Fars Province Criminal Court, Branch Four’s panel of judges sentenced Mr. Alireza Tajiki to death for forced sodomy and Qesas of life (a second death sentence) for the intentional murder of a Moslem man. The case was sent to the Supreme Court on appeal, and remanded to the Court based on defects in the case; however, the Court ruled again as it had at the first trial. The Defendant appealed the decision once again but this time, the Supreme Court Branch Eleven upheld the sentence of death and Qesas in Mr. Tajiki’s case.

On August 9, 2017, Mr. Tajiki was transferred to the quarantine section in the basement of Shiraz’ Adelabad Prison for the implementation of the sentence, and prison officials called his family for a last visitation. Mr. Tajiki’s mother, who was hospitalized at the time after two open heart surgeries, was taken to the prison in an ambulance for the last visit. A group of people and civil society activists gathered in front of Shiraz’ Adelabad Prison the night before to protest the sentence. The sentence was carried out at dawn on August 10, 2017 in Shiraz’ Adelabad Prison court yard.

A few hours after the execution, in response to national and international objections to the execution of this young man, the Shiraz Prosecutor declared the sentence a “sound and legal” one and stated that judicial authorities had tried to obtain the next of kin’s pardon; he did not, however, provide any explanations for Mr. Tajiki having two death sentences, and for the denial of his request for a new trial to consider the evidence that had been removed from the case file.
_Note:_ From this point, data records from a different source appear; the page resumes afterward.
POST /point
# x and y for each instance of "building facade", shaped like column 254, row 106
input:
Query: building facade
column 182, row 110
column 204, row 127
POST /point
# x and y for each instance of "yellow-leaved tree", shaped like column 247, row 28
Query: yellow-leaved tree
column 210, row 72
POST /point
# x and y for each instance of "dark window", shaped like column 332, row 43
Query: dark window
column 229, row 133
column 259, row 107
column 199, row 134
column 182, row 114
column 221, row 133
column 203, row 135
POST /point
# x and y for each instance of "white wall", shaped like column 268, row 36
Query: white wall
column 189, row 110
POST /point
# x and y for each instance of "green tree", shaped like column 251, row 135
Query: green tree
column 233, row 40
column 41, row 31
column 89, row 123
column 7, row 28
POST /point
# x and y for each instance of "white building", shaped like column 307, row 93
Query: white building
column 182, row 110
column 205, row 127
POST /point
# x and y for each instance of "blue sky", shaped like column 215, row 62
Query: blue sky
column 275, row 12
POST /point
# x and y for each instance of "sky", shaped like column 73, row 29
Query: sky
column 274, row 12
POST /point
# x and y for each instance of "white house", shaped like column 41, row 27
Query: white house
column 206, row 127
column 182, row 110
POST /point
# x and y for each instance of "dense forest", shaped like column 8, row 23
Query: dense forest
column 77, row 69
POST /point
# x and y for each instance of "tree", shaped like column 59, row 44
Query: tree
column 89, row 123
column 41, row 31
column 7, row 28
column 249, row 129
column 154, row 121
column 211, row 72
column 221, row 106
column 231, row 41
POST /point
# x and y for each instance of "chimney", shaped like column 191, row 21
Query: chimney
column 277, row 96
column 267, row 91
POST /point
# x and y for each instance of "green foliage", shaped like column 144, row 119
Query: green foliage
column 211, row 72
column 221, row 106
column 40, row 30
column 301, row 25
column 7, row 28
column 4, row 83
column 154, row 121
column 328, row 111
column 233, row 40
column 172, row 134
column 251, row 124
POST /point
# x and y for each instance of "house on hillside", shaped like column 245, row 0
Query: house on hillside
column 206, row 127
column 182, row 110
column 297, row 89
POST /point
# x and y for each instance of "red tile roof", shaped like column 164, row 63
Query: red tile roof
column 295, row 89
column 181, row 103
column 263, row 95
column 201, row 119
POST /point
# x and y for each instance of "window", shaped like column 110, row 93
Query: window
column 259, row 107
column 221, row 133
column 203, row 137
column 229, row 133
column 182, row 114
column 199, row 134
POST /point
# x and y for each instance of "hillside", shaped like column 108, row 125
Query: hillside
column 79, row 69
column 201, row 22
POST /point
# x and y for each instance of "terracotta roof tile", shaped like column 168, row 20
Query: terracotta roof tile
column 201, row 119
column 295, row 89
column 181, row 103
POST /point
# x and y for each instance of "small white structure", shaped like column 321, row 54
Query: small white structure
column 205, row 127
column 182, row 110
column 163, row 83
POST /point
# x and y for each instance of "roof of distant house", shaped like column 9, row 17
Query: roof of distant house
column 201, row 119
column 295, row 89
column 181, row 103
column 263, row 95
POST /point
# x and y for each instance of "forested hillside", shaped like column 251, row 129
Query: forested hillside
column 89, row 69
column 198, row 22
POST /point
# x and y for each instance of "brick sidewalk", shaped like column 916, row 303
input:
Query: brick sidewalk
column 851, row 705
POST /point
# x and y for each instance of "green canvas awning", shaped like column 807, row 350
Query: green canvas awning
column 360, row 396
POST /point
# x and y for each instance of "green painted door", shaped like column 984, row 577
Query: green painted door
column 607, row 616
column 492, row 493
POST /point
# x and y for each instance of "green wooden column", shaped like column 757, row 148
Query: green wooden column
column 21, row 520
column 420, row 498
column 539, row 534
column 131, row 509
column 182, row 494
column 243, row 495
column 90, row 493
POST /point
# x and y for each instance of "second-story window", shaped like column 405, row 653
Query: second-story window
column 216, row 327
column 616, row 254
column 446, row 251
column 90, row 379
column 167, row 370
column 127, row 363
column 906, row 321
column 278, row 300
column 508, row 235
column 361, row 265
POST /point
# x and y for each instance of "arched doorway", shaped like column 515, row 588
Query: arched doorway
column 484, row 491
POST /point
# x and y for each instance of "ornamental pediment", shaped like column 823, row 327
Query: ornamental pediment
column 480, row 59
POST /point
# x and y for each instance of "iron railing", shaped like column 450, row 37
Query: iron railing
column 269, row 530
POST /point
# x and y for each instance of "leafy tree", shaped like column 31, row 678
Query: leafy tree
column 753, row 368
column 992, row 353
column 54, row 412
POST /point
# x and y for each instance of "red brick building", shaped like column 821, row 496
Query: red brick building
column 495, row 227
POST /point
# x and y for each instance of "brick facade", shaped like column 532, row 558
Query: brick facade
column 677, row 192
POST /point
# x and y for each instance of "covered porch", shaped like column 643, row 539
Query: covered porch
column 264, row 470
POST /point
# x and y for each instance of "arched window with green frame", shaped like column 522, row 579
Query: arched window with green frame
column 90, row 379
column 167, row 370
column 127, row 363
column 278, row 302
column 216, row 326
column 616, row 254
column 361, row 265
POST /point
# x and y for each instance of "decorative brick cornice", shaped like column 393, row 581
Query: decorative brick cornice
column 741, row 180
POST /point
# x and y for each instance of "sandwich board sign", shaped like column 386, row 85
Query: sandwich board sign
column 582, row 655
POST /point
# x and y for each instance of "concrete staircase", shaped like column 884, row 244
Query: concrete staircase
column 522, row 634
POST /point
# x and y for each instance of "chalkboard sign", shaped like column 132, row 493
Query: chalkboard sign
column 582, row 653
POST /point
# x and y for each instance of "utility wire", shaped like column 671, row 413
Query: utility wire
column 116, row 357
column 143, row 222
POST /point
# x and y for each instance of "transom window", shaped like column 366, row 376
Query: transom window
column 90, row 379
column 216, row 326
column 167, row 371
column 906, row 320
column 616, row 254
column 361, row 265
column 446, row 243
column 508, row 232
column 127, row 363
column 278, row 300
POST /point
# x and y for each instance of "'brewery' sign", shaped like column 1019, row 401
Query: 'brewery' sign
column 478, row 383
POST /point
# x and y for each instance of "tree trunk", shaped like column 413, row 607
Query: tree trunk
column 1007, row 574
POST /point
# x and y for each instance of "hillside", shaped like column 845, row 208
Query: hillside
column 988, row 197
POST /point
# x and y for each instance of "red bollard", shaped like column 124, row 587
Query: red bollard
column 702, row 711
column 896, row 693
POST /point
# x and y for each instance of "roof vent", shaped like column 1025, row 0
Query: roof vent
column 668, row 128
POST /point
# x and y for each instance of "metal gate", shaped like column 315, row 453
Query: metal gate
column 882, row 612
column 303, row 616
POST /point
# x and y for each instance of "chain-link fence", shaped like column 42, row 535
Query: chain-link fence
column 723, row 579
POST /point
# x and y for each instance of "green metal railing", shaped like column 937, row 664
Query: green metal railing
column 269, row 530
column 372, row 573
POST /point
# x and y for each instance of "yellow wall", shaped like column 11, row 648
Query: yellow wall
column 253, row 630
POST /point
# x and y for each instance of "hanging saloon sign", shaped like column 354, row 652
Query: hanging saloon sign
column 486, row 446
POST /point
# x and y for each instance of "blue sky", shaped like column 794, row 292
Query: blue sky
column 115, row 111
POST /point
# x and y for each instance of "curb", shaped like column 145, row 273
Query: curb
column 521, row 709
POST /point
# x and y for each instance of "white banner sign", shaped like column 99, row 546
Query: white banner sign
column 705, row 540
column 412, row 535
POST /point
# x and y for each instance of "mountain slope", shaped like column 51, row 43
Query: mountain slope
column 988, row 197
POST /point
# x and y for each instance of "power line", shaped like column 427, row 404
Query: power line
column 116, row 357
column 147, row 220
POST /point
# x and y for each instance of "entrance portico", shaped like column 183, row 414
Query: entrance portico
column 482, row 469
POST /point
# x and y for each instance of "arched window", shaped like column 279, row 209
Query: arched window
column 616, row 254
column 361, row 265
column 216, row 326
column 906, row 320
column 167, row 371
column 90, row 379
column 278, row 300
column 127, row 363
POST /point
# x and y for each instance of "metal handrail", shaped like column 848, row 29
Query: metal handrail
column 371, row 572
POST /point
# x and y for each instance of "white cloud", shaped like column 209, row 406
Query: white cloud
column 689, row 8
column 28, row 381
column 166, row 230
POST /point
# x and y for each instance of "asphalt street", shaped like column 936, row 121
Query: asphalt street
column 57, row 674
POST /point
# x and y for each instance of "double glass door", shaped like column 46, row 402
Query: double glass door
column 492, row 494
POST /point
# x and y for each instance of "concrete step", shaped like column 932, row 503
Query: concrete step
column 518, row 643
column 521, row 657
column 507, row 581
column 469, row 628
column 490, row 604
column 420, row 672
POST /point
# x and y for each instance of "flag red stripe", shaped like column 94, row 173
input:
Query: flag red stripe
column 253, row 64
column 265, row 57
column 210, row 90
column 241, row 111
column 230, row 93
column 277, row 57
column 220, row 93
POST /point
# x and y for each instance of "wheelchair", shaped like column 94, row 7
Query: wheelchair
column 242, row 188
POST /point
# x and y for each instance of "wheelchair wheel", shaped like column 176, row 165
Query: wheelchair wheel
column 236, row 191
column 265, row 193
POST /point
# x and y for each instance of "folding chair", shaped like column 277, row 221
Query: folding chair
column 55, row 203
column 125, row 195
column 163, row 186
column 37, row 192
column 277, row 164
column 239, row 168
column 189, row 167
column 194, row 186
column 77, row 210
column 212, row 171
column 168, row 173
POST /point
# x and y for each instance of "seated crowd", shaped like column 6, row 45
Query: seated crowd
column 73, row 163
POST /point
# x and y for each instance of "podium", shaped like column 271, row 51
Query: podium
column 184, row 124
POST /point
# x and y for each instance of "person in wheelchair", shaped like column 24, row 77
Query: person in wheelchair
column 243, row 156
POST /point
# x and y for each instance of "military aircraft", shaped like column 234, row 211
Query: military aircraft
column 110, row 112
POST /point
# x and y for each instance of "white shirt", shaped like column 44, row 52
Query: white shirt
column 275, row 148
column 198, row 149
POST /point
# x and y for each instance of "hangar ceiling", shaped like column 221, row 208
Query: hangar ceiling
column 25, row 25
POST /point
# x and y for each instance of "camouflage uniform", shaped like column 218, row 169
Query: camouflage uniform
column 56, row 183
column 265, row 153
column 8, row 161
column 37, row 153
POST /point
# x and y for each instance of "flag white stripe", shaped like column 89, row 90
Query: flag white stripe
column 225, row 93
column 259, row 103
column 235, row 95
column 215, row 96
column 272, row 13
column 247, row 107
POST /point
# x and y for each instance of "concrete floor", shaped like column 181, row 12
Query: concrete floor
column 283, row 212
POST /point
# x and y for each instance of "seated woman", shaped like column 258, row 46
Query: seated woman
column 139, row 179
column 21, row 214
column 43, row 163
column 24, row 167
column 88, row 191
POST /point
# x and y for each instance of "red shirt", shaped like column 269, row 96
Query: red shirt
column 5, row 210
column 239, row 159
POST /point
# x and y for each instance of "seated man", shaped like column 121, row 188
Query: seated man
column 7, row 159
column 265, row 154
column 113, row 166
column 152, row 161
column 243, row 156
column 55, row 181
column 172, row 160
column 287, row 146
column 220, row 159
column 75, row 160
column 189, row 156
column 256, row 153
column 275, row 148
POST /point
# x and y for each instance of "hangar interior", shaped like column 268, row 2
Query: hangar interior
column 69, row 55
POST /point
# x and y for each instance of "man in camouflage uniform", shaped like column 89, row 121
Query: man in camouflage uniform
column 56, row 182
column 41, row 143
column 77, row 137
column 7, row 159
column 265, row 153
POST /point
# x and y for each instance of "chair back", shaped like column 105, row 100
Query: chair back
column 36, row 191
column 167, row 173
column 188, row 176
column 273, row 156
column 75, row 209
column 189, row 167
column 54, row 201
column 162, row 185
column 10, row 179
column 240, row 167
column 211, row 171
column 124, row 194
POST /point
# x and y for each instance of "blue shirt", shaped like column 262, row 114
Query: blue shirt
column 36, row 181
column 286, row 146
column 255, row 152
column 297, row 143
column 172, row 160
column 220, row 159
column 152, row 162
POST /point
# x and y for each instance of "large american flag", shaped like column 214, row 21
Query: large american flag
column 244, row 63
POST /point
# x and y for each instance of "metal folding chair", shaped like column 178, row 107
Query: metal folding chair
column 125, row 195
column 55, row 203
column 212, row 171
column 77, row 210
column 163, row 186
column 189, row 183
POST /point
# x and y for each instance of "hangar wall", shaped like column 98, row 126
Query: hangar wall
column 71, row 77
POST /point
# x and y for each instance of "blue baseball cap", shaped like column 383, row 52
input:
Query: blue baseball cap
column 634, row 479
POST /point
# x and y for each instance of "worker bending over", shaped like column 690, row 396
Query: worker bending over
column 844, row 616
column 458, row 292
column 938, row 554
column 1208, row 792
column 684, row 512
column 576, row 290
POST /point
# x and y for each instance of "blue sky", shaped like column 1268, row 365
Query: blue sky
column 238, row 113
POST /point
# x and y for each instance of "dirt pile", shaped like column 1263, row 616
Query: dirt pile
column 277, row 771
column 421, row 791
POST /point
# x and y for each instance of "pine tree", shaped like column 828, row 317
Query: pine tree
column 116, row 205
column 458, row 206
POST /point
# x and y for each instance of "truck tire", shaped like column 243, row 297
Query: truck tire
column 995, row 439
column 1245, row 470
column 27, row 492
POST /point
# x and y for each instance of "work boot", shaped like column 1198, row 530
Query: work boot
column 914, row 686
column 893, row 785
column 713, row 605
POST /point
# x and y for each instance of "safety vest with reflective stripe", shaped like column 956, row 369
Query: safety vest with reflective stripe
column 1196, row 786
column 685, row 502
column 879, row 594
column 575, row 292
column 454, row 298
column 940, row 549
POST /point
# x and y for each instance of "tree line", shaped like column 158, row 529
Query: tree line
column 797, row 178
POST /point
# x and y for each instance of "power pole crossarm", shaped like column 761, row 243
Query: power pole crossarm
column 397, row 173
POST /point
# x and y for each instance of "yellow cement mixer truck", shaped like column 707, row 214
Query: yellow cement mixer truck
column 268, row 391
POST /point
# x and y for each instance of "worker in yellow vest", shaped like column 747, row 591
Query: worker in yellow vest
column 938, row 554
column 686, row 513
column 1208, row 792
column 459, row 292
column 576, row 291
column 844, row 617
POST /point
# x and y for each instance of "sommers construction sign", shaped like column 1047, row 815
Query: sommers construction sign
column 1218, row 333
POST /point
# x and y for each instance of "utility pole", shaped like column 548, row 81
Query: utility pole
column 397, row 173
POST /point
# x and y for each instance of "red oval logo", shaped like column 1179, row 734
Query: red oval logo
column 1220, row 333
The Tajiki family described their situation: “We’ve been dead for 6 years; we just haven’t been buried.”

In the six years of Mr. Tajiki’s incarceration, his family endured many hardships. Mr. Tajiki’s father was forced to sell his property and obtain a loan in order to pay for legal fees and developed diabetes due to severe mental pressure and became almost blind. His mother developed a severe cardiac illness. According to a person with knowledge of the case, one of Mr. Tajiki’s family members described the family’s situation thus: “We’ve been dead for 6 years; we just haven’t been buried!”